Pero las bacterias han resultado ser unos oponentes más duros de lo que pensábamos. En unas pocas décadas han demostrado una extraordinaria capacidad de desarrollar métodos de resistencia, o seleccionar algunos preexistentes, que inutilizan o evitan la acción de los antibióticos. Además, resulta que son capaces de transmitir estos mecanismos, no solo entre poblaciones de la misma especie, sino también entre distintas especies. Las resistencias empezaron a aparecer muy pronto. A principios de los 60 del siglo pasado, menos de veinte años tras la introducción de la penicilina, ya aparecieron poblaciones de estafilococos resistentes. Nuestra respuesta hasta hoy ha sido equivocada, hemos ido desarrollando nuevos antibióticos que evitaban los mecanismos de resistencia y que destruían cada vez una mayor variedad de bacterias, patógenas y también las nuestras propias beneficiosas, pero nos hemos encontrado con que las bacterias ha sido capaces de desarrollar cada vez con mayor rapidez mecanismos de resistencia, que cada vez se transfieren entre ellas más aceleradamente y, con el uso masivo que hemos hecho de los antibióticos, hemos ido seleccionando las poblaciones resistentes, que ahora mismo son incluso un porcentaje significativo de nuestras propias bacterias residentes, en el intestino, en la boca, en la piel, etc.

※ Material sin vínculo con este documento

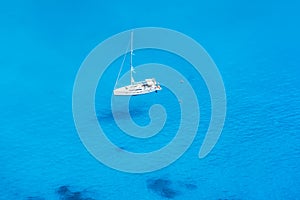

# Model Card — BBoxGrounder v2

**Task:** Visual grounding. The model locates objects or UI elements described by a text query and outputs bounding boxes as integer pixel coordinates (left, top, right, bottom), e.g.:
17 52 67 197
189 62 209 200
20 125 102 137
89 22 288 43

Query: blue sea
0 0 300 200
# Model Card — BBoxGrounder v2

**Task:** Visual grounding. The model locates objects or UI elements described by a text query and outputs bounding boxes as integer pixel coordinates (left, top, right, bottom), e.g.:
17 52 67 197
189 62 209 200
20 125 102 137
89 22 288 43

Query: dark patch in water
184 183 198 190
56 185 95 200
147 178 179 199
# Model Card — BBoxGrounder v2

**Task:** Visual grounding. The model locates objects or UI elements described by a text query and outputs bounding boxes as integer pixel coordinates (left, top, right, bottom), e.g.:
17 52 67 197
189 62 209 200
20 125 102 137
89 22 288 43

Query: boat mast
130 31 134 85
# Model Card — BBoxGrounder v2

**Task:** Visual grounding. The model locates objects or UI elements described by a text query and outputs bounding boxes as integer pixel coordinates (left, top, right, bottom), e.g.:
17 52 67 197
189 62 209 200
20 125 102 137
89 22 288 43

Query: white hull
114 79 161 96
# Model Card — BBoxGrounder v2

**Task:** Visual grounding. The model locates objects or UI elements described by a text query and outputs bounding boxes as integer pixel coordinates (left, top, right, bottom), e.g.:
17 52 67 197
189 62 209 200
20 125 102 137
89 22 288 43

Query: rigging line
114 39 130 89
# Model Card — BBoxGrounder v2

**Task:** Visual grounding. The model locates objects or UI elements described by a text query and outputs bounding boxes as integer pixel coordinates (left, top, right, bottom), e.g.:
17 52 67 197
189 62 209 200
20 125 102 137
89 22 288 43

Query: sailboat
114 32 161 96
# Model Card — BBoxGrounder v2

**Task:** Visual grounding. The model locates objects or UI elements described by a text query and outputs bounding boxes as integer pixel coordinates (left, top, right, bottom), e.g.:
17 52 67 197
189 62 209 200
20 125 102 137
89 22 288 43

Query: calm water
0 0 300 200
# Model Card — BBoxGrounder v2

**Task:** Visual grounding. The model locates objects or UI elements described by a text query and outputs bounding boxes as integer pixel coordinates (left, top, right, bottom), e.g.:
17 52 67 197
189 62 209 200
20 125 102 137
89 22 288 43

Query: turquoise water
0 1 300 200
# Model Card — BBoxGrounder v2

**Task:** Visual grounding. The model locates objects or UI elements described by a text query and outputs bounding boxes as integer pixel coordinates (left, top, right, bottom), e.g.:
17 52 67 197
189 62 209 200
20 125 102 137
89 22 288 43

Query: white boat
114 32 161 96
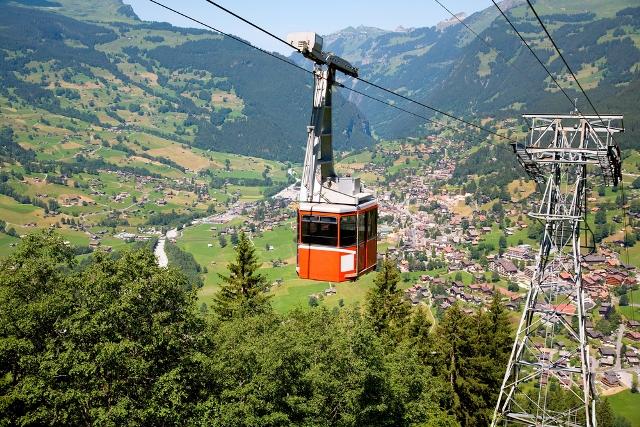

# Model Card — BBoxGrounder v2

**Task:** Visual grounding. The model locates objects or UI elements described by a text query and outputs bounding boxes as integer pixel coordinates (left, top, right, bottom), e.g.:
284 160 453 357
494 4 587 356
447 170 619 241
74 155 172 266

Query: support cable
491 0 584 115
524 0 635 320
200 0 518 144
149 0 517 147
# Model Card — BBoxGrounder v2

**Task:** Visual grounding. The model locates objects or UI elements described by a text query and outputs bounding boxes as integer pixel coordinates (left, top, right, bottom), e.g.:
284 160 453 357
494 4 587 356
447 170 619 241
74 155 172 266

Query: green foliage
0 232 203 425
0 232 524 427
367 259 410 336
432 294 512 426
164 241 203 289
213 232 271 320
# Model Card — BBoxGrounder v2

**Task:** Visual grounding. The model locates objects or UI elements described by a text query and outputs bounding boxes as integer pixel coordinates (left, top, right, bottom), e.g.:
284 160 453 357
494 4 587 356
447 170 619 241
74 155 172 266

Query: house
504 245 533 261
627 320 640 328
582 254 607 264
587 328 604 340
624 331 640 341
624 350 640 366
601 371 620 387
491 258 518 277
605 273 626 286
598 302 612 317
598 346 616 357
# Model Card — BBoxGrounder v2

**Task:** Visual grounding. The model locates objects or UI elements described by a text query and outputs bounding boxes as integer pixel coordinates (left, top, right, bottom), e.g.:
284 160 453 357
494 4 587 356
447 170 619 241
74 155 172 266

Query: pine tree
213 232 271 319
367 259 411 340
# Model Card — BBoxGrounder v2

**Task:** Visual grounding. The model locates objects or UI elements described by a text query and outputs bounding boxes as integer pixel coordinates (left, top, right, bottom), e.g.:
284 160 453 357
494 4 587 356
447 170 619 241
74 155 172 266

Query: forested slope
0 0 372 161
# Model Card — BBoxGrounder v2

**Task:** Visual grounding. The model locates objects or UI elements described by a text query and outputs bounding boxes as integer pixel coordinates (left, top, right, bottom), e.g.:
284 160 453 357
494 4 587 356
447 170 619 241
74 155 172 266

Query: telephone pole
491 114 624 427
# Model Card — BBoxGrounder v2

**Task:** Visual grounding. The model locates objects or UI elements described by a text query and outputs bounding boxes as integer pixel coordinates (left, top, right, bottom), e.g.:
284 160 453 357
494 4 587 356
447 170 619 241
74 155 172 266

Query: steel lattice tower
492 114 623 427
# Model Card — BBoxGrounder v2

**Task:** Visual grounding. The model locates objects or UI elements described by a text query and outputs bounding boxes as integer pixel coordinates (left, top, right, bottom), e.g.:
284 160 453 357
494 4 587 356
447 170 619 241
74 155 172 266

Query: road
615 323 624 371
153 228 178 267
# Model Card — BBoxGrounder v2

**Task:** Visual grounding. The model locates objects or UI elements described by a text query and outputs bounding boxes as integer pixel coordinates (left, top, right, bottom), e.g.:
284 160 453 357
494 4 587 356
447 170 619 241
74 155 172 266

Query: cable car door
358 212 367 273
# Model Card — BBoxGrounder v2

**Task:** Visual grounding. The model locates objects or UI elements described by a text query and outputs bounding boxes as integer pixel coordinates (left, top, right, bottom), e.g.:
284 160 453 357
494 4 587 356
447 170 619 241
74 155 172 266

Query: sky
123 0 492 54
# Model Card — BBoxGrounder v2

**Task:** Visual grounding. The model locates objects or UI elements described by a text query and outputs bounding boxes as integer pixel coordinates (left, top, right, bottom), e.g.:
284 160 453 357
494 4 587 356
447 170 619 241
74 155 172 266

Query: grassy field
607 390 640 427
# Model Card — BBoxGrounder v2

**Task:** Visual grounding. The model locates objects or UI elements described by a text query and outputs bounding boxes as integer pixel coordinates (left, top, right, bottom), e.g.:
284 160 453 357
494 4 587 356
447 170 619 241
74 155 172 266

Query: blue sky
124 0 492 54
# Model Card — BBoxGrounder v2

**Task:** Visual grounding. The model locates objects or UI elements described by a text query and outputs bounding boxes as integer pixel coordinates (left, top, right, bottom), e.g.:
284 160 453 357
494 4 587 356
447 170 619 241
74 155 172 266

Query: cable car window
340 215 357 247
358 214 367 244
367 210 378 240
301 215 338 246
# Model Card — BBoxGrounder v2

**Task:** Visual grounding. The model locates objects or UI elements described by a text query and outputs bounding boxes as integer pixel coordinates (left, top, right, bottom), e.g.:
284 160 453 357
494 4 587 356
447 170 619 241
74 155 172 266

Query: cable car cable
527 0 617 145
199 0 518 144
149 0 460 140
149 0 313 74
433 0 526 81
524 0 634 294
491 0 583 115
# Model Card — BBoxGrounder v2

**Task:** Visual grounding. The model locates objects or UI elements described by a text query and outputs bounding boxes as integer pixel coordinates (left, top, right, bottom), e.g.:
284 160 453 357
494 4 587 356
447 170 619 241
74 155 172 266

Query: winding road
158 228 178 267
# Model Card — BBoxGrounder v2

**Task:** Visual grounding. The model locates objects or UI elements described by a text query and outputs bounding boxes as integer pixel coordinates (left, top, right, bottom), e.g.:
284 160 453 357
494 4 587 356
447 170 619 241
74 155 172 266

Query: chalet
605 273 626 286
560 271 573 282
627 319 640 328
598 302 611 317
624 331 640 341
601 371 620 387
587 328 604 340
598 346 616 357
504 245 533 261
491 258 518 277
582 254 607 264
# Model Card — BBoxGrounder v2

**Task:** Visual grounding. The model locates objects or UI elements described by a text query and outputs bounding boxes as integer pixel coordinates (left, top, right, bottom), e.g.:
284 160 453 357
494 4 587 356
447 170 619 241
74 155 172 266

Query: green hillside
0 0 372 161
328 0 640 147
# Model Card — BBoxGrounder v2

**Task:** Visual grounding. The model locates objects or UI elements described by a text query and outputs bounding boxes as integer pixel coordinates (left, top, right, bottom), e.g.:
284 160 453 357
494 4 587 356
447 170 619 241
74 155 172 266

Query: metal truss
491 114 623 427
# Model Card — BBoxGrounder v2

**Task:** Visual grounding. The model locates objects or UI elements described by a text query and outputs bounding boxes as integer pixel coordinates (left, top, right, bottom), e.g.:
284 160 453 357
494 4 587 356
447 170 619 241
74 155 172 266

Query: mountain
0 0 373 161
325 0 640 146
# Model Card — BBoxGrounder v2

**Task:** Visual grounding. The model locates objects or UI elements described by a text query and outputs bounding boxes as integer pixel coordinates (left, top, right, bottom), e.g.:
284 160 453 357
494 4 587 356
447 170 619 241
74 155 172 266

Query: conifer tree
213 232 271 319
367 259 411 335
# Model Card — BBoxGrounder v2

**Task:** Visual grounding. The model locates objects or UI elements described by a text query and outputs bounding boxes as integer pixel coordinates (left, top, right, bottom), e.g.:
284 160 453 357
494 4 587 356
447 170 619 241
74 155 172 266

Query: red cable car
287 33 378 282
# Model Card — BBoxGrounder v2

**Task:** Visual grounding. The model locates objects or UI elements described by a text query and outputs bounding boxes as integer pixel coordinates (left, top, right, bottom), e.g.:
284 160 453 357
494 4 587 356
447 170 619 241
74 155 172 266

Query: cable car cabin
297 200 378 282
287 32 378 282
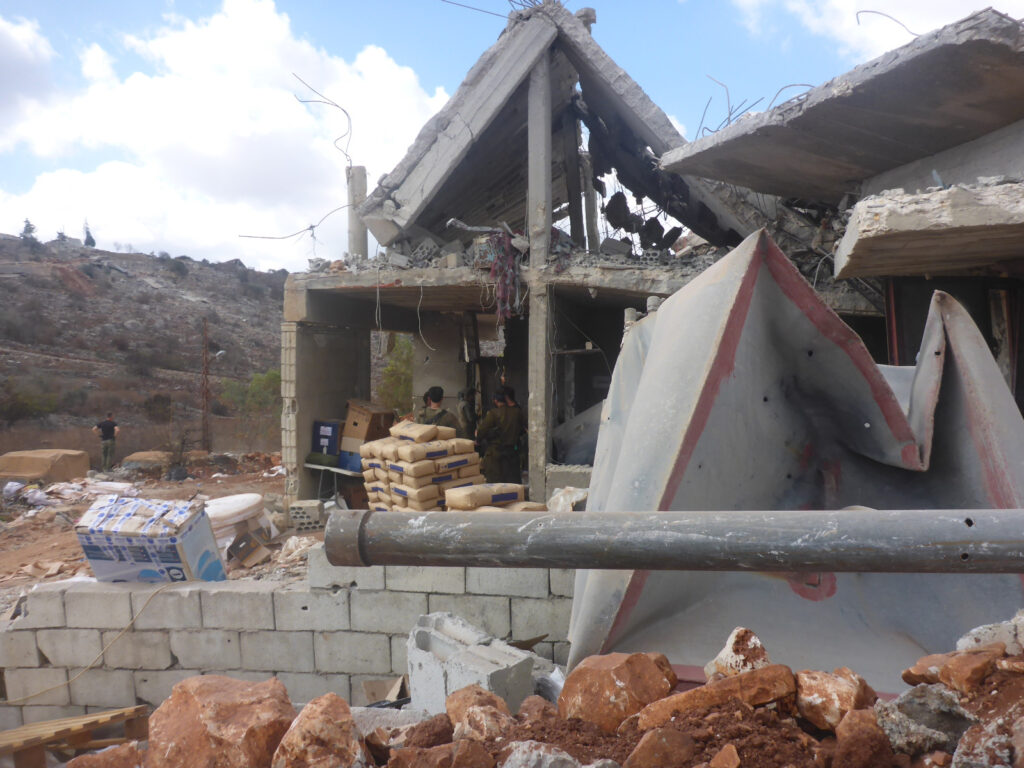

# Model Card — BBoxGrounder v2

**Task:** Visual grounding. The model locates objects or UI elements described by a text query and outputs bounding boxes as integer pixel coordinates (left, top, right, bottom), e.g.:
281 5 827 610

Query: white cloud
732 0 1024 62
0 0 447 269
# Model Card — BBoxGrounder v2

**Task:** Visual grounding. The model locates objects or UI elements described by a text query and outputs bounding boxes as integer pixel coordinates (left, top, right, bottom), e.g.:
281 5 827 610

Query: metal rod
325 508 1024 573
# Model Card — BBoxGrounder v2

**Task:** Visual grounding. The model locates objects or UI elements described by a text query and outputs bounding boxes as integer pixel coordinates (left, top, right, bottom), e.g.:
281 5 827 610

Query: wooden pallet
0 706 150 768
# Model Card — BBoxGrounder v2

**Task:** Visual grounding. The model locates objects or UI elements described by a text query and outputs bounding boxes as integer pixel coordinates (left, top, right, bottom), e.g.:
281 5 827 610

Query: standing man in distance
92 413 121 472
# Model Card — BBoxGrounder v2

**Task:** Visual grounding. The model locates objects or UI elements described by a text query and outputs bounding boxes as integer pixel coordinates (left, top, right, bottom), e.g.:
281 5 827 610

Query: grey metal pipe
325 508 1024 573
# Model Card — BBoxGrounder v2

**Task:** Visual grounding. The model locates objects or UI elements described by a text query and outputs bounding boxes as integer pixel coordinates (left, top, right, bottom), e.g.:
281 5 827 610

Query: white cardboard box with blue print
75 496 227 582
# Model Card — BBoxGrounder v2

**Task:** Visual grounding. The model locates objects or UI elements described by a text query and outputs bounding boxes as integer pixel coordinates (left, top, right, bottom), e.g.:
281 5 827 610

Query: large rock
797 667 878 731
638 664 797 730
145 675 295 768
558 653 675 733
271 693 373 768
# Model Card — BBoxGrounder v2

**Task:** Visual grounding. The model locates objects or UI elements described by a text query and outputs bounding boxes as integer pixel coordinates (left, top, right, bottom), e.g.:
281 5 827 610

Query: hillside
0 234 287 462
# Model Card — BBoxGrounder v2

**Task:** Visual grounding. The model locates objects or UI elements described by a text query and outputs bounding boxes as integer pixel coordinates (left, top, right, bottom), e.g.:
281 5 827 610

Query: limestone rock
558 653 675 733
145 675 295 768
444 684 512 724
623 728 696 768
454 707 515 741
498 741 580 768
833 710 895 768
65 741 145 768
705 627 771 680
271 693 373 768
797 668 877 730
639 664 797 730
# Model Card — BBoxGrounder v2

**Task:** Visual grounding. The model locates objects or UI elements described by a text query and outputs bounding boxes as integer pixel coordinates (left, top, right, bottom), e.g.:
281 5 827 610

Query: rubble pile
59 616 1024 768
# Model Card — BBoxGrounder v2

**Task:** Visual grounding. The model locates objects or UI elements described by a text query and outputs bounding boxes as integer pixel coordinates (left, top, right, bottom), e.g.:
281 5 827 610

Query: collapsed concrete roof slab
662 8 1024 203
836 183 1024 278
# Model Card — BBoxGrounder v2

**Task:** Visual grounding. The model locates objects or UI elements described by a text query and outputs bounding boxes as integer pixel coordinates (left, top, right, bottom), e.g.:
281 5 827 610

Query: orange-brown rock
797 667 878 730
271 693 373 768
444 684 512 725
65 741 144 768
639 664 797 730
831 710 894 768
454 707 515 741
623 728 696 768
145 675 295 768
558 653 675 733
708 744 739 768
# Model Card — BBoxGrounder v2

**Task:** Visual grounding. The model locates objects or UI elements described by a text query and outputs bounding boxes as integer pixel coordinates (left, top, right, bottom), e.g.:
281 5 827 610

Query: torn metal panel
569 232 1024 685
662 9 1024 204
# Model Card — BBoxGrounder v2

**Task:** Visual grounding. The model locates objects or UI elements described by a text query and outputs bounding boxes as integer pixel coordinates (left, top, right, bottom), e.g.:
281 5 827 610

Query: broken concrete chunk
705 627 771 680
558 653 675 733
146 675 295 768
271 693 373 768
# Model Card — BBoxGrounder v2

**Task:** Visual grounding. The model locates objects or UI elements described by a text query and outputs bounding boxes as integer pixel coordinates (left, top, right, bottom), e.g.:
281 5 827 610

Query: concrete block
466 568 548 597
36 630 103 667
131 670 200 707
131 584 203 630
0 630 40 669
306 546 384 590
102 630 174 670
384 565 466 595
242 632 314 672
3 668 71 707
11 582 68 630
391 635 409 675
349 592 427 635
512 597 572 642
200 582 278 630
171 630 242 670
0 705 23 731
427 595 509 637
69 670 135 708
548 568 575 597
273 584 349 632
313 632 391 677
278 672 349 703
65 582 132 630
22 705 85 725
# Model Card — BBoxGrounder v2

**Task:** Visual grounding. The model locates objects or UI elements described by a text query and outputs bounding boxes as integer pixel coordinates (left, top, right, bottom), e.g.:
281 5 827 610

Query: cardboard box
75 496 227 582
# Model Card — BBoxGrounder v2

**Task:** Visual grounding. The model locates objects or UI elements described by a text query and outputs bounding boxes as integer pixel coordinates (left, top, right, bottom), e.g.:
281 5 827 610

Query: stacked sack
359 422 484 512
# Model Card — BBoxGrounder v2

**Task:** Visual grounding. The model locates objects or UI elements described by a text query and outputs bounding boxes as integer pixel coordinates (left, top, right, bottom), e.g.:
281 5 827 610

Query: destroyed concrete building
282 3 872 500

Se ha hecho evidente que la estrategia de contrarrestar las resistencias con un uso cada vez más masivo de antibióticos, más potentes, con un espectro más amplio, que actúan indiscriminadamente sobre más grupos de bacterias, patógenas y no patógenas, es errónea. Hemos llegado al punto en que la capacidad de defensa de las bacterias es superior a la nuestra de desarrollar nuevos antibióticos. El propio subdirector general de la OMS ha manifestado, al presentar el informe, que “se necesitan medidas urgentes y coordinadas a nivel mundial para afrontar este problema, o el mundo está abocado a una era postantibiótica en que las infecciones comunes que han sido tratables durante décadas volverán a ser potencialmente mortales”.